Patrícia sabia que os pais adotivos de Leona, Antônio e Saulo, odiavam importunações durante o trabalho. O primeiro era um cientista e o segundo médico cirurgião, ambos sempre faltavam nas reuniões de pais por não gostarem de perder nem um minuto de trabalho. Se os chamasse Leona estaria encrencada.
Leona temia ser castigada quando descobrissem que no primeiro dia de aula fora parar na diretoria, perder a mesada ou acesso à internet eram o terror de sua vida. Decidiu ir direto para casa, onde cuidaria de seu olho e inventaria uma boa desculpa para o mesmo.
— Vocês também vão embora — exigiu a diretora expulsando os alunos.
Marina e André se levantaram para sair, mas pararam ao perceber que Miguel continuar no mesmo lugar. Apoiava a cabeça de Sophia com um braço e a abanava o rosto da colega na esperança de que isso a fizesse acordar.
— Mas e a Sophia? — quis saber o Rodrigues meio sem graça por fazer tal pergunta. — Ela vai continuar aqui?

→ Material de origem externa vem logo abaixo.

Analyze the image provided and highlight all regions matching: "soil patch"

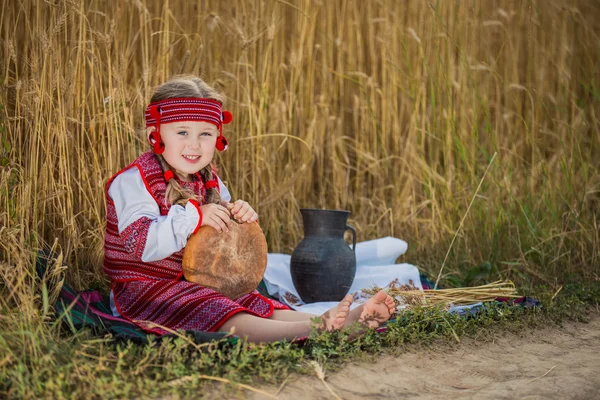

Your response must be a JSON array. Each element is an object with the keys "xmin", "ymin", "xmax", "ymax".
[{"xmin": 250, "ymin": 315, "xmax": 600, "ymax": 400}]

Patrícia olhou para o Rodrigues intrigada. Nunca imaginara vê-lo preocupado com alguém, aquilo era interessante, ainda mais porque ele estava corado.
— Podem levar Sophia pra enfermaria.
André se inclinou para pegar a colega, mas Miguel o fez antes dele, erguendo a pequena Almeida nos braços.
— Posso levar a Sophia sozinho — disse o Rodrigues desviando o olhar.
— Pela primeira vez hoje concordo com você. — André se voltou para Marina com um sorriso enorme e os olhos azuis brilhantes em expectativa. — Que tal se fossemos ao Gelados? — convidou, referindo-se a lanchonete ao lado do colégio.
Marina, que até aquele momento olhava surpresa para o Rodrigues, se voltou para André, pronta para dizer que preferia acompanhar os colegas até a enfermaria. No entanto, Miguel foi mais rápido e respondeu por ela.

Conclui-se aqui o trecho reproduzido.